I practice Transcendental Meditation twice a day, which helps me focus easier. I'm also a Howard Stern fan in the truest definition of the word. I listen to him every day and love every minute of his show. I haven't missed it since I first heard him when he was broadcast in Montreal in 1998.
7) What was one of the most surprising things you learned in creating your books?
I learned that I liked it much more than any other creative process, I do. Although I started it much later than drawing, painting or graphics it is my favourite of all.
8) Do you hear from your readers much? What kinds of things do they say?

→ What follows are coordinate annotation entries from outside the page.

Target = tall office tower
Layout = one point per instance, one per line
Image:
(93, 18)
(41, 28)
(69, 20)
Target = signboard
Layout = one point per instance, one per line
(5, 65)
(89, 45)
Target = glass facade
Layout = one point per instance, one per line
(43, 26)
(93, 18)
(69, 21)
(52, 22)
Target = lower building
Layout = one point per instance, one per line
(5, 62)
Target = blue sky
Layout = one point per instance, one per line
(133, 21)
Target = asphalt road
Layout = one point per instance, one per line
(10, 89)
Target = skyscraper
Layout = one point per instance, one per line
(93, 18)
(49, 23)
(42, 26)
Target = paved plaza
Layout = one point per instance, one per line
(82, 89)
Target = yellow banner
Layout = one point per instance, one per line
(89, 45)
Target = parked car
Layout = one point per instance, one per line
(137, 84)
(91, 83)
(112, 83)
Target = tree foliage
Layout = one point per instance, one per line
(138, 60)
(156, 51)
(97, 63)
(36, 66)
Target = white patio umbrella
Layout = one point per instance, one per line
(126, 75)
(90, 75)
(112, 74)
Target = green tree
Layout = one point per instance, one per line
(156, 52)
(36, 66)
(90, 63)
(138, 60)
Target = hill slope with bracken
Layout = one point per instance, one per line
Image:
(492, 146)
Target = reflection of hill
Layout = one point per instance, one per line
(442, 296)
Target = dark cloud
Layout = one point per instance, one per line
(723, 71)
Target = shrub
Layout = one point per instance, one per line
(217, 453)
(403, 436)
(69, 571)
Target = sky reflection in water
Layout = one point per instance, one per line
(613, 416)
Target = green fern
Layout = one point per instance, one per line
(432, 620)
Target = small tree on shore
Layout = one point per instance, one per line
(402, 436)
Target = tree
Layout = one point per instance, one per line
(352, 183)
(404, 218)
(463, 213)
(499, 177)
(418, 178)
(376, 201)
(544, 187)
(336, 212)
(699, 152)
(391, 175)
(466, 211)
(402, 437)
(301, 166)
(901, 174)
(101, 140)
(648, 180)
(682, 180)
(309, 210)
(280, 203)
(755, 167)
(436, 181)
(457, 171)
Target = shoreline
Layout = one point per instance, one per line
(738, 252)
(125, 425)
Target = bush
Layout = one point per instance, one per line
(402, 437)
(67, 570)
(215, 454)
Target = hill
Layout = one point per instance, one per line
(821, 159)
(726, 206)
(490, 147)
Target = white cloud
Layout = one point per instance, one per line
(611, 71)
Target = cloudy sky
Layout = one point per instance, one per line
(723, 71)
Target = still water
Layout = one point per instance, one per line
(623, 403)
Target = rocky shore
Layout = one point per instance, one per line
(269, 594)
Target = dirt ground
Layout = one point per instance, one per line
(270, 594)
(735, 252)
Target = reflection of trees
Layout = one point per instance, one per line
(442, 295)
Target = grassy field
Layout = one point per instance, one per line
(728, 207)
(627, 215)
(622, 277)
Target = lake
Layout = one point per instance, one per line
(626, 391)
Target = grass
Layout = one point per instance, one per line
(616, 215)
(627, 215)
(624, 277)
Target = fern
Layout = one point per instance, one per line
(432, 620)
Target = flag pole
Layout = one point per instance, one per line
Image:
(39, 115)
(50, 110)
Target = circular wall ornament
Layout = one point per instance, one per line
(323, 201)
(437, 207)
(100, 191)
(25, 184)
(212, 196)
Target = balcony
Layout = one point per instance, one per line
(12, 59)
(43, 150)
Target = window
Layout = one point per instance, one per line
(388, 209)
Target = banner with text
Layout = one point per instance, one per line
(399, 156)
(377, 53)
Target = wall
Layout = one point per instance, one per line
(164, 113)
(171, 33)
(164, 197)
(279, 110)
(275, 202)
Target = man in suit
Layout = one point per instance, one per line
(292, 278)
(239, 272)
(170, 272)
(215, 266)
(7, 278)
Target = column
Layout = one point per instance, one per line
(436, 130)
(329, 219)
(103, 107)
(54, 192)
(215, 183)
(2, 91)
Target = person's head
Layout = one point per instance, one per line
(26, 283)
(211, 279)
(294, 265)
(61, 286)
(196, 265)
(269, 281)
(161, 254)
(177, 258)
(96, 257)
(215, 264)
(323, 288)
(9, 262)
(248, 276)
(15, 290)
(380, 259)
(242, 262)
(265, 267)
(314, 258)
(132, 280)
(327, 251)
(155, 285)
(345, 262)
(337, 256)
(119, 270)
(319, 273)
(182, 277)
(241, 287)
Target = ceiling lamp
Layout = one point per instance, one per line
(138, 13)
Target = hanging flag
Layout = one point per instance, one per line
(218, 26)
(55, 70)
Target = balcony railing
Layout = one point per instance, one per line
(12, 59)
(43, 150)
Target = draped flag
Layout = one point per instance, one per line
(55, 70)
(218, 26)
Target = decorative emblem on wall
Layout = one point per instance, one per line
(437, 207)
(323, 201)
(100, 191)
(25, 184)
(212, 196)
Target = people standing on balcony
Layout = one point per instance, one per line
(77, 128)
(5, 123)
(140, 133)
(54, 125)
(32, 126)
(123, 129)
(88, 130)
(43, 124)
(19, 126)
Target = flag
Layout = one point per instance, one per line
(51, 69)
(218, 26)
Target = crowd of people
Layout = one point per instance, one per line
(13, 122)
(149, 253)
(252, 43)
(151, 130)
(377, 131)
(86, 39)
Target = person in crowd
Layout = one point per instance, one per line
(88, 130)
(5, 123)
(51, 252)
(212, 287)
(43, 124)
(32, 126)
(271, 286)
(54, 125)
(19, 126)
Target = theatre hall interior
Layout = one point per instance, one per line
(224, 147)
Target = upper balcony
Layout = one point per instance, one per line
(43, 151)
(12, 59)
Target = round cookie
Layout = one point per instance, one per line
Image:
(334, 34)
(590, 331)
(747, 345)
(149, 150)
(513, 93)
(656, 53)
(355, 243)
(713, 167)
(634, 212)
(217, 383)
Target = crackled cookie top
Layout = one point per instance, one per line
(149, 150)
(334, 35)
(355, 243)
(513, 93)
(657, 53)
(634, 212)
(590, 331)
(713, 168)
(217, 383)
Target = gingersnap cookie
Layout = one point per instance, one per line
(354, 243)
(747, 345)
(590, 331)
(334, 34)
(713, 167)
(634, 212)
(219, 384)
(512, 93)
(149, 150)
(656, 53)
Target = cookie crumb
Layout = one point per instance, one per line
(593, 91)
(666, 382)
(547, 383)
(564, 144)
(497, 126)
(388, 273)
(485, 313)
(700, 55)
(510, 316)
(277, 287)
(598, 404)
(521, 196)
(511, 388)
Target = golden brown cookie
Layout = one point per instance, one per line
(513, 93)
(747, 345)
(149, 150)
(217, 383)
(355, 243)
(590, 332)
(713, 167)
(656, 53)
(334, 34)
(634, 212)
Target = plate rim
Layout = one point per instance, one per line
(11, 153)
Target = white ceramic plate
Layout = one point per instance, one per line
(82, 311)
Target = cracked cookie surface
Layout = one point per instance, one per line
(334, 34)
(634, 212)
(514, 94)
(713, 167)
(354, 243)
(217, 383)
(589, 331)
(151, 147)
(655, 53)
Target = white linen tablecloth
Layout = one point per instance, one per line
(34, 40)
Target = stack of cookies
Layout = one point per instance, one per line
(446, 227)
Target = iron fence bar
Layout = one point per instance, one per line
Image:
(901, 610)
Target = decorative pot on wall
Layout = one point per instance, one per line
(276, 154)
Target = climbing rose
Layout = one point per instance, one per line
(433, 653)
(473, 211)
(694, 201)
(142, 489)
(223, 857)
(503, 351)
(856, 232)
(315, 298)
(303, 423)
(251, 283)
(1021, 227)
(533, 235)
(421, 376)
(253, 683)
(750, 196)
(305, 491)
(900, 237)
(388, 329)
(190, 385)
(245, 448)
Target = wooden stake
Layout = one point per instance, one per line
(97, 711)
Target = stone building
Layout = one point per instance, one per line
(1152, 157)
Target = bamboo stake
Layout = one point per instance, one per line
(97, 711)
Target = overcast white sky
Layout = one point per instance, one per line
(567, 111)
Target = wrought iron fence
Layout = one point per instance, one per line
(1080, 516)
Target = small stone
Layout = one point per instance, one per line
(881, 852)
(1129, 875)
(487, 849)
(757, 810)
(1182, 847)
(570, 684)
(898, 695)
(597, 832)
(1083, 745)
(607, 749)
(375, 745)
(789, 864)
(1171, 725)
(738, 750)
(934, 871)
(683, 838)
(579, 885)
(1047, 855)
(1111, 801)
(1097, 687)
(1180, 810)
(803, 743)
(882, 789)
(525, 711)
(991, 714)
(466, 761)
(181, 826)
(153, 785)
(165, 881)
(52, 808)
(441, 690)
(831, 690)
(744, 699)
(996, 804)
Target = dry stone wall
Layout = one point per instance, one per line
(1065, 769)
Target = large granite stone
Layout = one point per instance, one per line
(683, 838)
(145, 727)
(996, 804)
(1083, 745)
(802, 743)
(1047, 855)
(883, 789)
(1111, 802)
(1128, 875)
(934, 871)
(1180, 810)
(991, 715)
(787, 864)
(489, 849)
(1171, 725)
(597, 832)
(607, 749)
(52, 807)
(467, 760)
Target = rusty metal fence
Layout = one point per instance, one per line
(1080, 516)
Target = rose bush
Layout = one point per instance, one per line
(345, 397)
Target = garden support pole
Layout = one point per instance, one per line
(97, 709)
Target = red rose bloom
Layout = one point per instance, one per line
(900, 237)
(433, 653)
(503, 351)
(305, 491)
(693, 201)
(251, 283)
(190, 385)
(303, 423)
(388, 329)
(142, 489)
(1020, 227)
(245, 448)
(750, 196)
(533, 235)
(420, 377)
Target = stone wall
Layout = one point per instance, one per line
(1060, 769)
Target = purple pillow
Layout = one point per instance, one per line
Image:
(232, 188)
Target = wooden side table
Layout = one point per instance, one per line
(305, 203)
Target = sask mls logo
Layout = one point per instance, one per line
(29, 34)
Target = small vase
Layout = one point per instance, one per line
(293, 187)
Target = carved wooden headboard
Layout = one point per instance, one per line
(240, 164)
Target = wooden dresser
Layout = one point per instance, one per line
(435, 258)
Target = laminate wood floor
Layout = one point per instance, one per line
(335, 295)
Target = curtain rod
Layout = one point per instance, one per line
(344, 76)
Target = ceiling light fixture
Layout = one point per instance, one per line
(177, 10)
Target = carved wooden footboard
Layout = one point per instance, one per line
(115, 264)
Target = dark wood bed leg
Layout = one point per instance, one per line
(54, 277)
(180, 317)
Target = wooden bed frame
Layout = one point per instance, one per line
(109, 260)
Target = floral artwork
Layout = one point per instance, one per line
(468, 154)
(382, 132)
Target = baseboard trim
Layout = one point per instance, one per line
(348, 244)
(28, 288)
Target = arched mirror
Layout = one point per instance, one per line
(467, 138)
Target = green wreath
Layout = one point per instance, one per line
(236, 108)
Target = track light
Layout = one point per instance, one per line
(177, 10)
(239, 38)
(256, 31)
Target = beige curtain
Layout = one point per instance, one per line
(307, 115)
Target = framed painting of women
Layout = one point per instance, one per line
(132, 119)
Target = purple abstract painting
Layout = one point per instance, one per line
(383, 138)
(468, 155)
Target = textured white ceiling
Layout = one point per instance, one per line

The only readers I've heard are from the many slush pile readers at the literary agents I sent Mad Gods to; i.e. all bad, total disinterest sometimes followed by tepid interest, then being strung along and got another rejection. Then enthusiasm followed by bitter disappointment.
9) What do you think makes a good story?
Passion or at least definite enthusiasm of the writer for the subject. Taking everything else away, if the writer doesn't make you care about what's going on and the character it's happening to it's not worth reading.
10) As a child, what did you want to do when you grew up?
Too many things to list here. The trite cowboy, police man, soldier, superhero were followed by specific characters. Batman, Conan, Elric of Melniboné, Corum Jhaelen Irsei. Now in my forties I've settled pretty contentedly into a graphic artist on the cusp of international literary renown, i.e. I've sold a few copies in amazonkindle US, UK but not DE yet.